Suddenly, she drops the knife and it clatters onto the floor. Her chest rises up and down as she gulps back shivering sobs. Her hands begin to shake and she presses them against her face.

"Oh my God," she whispers. "What have I done?"

I step back as she shakes even more. Tears escape her eyes which flicker around madly. "What have I done?" She repeats and repeats the four words again and again, turning it into a chant. The syllables slur together as she run her bloodied fingers through her hair.

"No," she shrieks. "No!" She collapses onto the floor and presses her forehead against the newspaper ground.

"I didn't mean for it to happen like this," she sobs. "I had to tell someone. It was always there, my dirty little secret, it just sat there in my heart and taunted me. I couldn't keep it in any more, I had to tell someone, somehow. I brought you here so I could confess to you but I couldn't tell you- you were so disgusted at the knives. I knew you'd hate me if I told you."

"Why me? Why not Penbar?"

She swallows hard and looks away. Unspoken words sit on her tongue but she can't bring herself to say it. What would be the point? It means nothing now.

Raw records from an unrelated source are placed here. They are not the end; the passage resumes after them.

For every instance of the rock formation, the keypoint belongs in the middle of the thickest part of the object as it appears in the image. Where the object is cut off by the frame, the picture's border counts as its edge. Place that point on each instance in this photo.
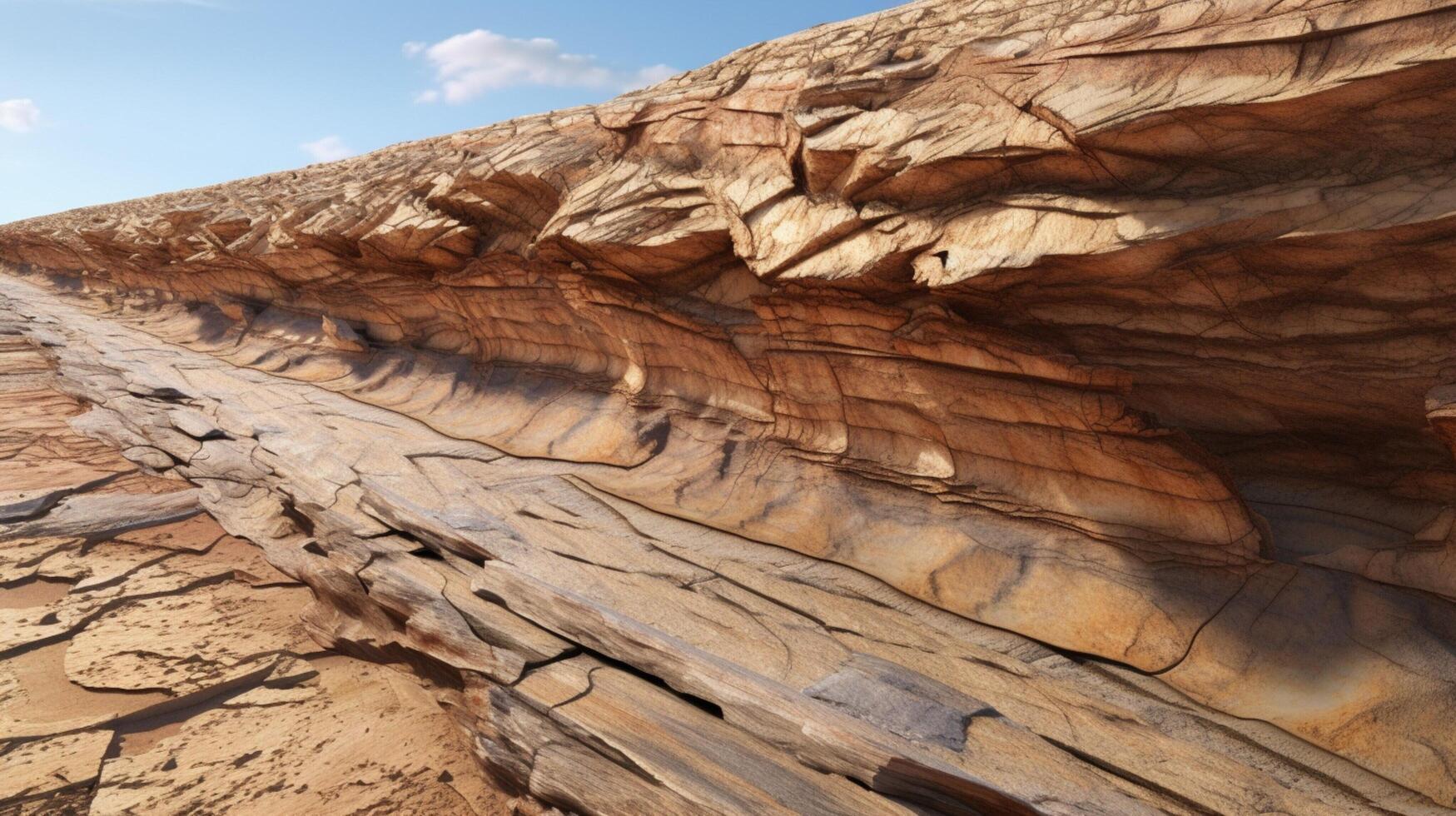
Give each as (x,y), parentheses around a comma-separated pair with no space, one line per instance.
(974,407)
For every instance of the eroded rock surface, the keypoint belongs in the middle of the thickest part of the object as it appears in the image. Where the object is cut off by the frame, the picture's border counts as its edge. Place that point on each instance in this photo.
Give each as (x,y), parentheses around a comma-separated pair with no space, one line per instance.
(153,664)
(976,406)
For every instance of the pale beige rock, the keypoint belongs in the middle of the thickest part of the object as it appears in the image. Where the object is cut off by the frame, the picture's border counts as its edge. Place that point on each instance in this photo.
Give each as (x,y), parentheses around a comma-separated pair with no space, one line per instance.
(1085,361)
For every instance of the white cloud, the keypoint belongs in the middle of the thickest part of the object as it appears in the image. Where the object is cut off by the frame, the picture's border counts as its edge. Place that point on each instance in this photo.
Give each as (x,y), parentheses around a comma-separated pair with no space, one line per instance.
(328,149)
(480,62)
(19,116)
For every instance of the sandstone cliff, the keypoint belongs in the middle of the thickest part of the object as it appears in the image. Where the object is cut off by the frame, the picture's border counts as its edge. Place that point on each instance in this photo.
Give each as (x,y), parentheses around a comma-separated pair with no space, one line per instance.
(976,407)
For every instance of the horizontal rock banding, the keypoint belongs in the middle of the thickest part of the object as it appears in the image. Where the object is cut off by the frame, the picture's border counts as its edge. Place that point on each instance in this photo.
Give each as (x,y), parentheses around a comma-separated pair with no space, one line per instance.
(1120,328)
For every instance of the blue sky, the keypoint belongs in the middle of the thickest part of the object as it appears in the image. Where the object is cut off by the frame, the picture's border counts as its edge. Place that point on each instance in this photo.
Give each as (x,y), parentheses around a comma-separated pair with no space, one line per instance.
(111,99)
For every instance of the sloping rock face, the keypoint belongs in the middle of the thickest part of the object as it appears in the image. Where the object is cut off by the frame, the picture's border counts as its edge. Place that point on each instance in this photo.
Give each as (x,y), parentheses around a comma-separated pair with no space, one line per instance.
(971,407)
(152,664)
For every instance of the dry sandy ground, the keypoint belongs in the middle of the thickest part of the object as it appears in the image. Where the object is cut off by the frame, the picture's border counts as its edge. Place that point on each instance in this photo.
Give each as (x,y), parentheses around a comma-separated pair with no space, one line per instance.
(152,664)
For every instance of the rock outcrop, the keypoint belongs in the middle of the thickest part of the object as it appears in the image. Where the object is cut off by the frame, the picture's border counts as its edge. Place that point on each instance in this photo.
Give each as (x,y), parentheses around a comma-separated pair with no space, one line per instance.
(974,407)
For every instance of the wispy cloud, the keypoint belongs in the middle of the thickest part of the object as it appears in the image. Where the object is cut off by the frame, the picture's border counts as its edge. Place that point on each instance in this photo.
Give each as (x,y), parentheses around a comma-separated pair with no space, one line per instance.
(328,149)
(19,116)
(480,62)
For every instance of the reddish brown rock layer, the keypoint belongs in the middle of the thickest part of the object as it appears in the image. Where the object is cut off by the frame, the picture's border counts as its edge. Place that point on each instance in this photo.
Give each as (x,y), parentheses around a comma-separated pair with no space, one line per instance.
(1126,328)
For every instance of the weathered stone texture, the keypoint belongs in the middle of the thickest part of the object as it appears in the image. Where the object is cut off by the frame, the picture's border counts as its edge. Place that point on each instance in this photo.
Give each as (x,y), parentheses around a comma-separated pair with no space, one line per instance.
(933,396)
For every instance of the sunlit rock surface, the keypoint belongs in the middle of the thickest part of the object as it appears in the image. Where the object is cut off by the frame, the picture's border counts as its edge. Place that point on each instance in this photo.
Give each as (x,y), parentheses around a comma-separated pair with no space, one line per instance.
(971,407)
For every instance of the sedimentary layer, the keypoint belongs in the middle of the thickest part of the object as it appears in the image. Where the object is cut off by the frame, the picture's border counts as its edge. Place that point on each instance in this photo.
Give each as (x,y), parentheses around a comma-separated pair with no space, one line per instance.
(976,406)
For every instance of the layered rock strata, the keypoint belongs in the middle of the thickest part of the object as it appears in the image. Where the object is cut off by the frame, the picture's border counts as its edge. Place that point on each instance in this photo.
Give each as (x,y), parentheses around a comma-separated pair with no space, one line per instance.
(153,664)
(971,407)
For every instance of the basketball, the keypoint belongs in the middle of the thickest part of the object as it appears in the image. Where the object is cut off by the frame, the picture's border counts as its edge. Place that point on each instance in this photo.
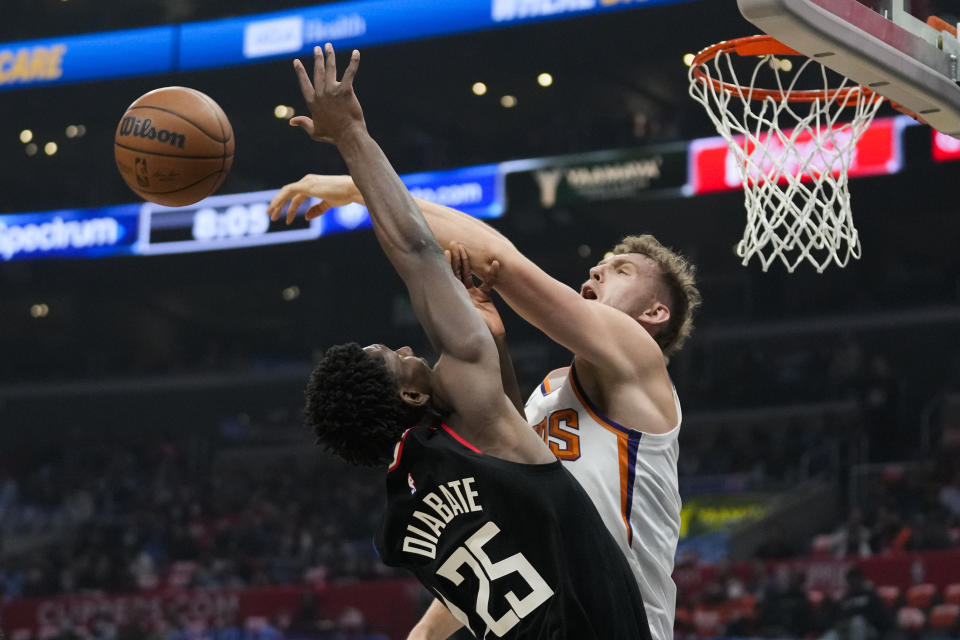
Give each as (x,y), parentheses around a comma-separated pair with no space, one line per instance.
(174,146)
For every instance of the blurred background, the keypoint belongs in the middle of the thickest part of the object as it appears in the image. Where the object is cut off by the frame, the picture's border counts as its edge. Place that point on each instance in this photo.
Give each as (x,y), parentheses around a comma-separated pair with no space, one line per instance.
(155,478)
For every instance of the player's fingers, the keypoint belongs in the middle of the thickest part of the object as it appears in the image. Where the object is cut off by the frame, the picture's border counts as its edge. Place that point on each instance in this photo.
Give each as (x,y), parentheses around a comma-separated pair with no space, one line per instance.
(330,60)
(273,209)
(304,123)
(304,80)
(351,68)
(490,278)
(466,275)
(455,261)
(319,72)
(318,210)
(295,203)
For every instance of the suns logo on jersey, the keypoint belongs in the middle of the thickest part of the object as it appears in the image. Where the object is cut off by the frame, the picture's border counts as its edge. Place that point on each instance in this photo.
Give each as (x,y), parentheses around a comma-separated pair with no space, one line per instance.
(560,432)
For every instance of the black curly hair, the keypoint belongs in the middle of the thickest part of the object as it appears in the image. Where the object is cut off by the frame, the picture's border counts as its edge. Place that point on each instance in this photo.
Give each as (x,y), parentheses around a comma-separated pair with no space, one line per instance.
(354,406)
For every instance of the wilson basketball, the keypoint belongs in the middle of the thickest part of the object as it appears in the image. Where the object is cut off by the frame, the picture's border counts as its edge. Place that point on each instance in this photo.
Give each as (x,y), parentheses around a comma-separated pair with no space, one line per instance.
(174,146)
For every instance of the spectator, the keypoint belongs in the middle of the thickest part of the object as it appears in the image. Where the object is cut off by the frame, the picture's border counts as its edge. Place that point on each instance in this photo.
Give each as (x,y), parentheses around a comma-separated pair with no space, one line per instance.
(852,539)
(860,614)
(786,611)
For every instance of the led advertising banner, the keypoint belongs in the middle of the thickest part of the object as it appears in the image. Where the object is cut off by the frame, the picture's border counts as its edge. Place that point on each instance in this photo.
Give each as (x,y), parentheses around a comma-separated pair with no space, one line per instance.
(69,233)
(96,56)
(592,177)
(229,221)
(367,22)
(713,167)
(254,38)
(477,191)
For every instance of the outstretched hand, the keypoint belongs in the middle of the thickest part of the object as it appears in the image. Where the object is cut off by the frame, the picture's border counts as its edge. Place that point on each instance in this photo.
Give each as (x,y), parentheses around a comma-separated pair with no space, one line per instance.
(333,191)
(459,261)
(333,105)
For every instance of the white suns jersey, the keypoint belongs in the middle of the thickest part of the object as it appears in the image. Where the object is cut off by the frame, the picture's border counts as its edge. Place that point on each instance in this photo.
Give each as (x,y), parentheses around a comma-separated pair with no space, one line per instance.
(630,476)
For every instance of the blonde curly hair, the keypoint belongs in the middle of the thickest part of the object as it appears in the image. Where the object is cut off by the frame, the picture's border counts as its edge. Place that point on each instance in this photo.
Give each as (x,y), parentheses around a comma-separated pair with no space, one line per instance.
(679,276)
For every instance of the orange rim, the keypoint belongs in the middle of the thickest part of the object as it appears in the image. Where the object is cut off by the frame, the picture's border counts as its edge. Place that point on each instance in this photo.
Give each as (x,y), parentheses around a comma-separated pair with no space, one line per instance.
(764,46)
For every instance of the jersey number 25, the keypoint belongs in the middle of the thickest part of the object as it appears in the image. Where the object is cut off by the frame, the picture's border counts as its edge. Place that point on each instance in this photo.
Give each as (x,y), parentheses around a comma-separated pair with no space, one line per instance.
(471,554)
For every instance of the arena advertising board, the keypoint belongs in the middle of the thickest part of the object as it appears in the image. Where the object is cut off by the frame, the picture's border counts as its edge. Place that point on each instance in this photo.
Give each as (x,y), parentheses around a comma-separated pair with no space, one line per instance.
(222,222)
(69,233)
(592,177)
(254,38)
(96,56)
(483,191)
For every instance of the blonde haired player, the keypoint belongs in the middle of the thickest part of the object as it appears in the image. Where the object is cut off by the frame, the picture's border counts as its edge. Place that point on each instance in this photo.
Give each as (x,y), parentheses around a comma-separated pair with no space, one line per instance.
(613,416)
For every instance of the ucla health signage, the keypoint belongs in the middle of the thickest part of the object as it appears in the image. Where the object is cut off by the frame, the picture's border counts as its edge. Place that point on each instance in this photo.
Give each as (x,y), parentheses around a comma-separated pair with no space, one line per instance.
(366,22)
(254,38)
(89,233)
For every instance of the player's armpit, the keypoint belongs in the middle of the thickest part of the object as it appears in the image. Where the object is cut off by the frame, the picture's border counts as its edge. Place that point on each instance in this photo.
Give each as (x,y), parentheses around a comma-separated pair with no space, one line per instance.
(437,624)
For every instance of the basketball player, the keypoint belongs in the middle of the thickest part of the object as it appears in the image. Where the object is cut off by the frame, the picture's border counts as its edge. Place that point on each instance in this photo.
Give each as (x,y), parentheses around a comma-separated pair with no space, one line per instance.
(477,502)
(612,417)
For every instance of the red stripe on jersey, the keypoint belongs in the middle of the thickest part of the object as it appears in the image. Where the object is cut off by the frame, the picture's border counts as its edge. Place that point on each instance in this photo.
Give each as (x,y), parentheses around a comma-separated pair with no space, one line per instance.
(460,439)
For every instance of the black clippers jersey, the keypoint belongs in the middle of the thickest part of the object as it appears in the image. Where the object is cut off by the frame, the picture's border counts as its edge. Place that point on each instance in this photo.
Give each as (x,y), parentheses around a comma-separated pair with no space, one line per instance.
(513,550)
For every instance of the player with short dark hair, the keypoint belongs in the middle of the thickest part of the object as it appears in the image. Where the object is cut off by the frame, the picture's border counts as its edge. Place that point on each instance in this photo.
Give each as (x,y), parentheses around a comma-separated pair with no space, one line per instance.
(479,508)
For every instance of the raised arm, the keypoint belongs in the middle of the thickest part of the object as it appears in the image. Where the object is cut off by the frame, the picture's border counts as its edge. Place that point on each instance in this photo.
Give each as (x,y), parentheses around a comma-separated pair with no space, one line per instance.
(596,333)
(468,368)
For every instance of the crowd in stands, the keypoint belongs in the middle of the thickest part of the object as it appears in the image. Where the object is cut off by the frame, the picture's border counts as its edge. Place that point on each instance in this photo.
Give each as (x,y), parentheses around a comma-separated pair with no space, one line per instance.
(136,516)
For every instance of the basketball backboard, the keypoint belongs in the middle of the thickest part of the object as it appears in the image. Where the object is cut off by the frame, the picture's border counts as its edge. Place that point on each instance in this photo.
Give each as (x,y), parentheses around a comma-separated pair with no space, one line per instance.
(912,63)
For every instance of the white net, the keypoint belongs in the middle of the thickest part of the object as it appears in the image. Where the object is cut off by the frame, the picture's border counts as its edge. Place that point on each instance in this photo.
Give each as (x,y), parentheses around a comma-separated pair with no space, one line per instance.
(792,151)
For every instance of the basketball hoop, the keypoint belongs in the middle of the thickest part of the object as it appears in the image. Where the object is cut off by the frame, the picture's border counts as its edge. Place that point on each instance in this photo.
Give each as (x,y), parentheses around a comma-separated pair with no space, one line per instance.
(790,148)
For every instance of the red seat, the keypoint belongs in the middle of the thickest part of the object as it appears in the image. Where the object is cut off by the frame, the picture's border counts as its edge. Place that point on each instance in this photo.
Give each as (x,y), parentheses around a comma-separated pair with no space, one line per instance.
(944,616)
(952,594)
(910,618)
(921,595)
(889,594)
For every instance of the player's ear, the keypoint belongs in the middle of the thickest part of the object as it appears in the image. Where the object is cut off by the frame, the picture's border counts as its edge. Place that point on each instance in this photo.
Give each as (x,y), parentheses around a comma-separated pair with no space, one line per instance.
(656,314)
(414,398)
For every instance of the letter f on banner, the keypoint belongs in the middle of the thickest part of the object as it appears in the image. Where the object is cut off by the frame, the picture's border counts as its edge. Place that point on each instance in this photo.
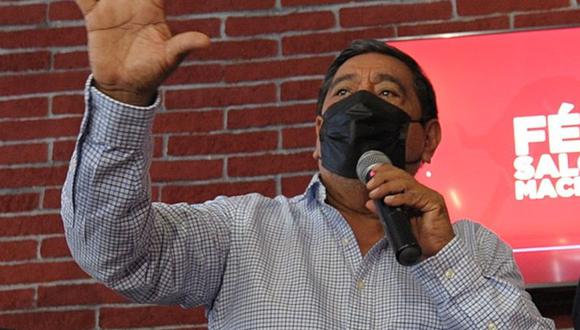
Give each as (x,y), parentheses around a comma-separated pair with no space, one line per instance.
(524,135)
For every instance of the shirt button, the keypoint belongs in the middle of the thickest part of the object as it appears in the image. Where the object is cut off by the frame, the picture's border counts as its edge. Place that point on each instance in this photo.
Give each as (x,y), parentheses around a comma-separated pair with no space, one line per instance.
(450,274)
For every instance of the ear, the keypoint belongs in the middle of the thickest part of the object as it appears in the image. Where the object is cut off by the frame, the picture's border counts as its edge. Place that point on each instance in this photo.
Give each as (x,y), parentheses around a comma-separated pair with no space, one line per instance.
(316,153)
(432,139)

"I didn't just plan to kill four," she whispers. Cautiously, she extends a shaking arm to a piece of newspaper and turns it over.

The yellowing paper is covered in a spider-like scrawl of names. They cover the page, all in the same handwriting.

'Joan Peters' is scribbled on line. 'Elizabeth Helmsley' is written on another.

I turn over another sheet of paper, then another, and another. Every page is covered with names.

"All the prostitutes in London," she explains in a shaking voice, "every last one."

Then, in one swift movement, she grabs the knife and strikes it into her neck. She is dead before gravity captures her and she slumps onto the paper floor, swimming in a pool of my best friend's blood.

I shut my eyes and listen to my own heartbeat. It is the only thing which reminds me that I'm still alive, and not in hell or a horrifically vivid nightmare. I wait for my breathing to slow down and steady my shaking hands.

Then, I open my eyes and bend down to her motionless body. I pick her up in my arms and lay her in the room with the knives. Then, I close the door and replace the lock. Anyone who finds her body won't know who she is or what she's done. On the day that I finally join her and Penbar in the night sky the secret will have died with my body, unlike my soul which will be set free.

I turn away from the room for the last time and bend down to Penbar. Salty tears trickle down my cheeks as I close his eyes. At first glance, they are black but when I look closer I see that they are really the colour of shadows and mystery and the night sky. As humans, we always appreciate things when they're gone, when we can miss them and mourn their disappearance. I miss the light of his eyes; I miss the way he talked; I miss his voice; I miss my best friend. I miss Oliver Penbar.

With a deep breath, I close the door behind me and make my way home. The Ripper has taken her last victims but I am not one of them. I will not let The Ripper take my life the way she took theirs. As I walk down Key Street I make a silent vow to do the only thing I really can- live, not exist, but live.

I miss Oliver Penbar and I miss Edith Westwood. I mourn them too but I will never forget them.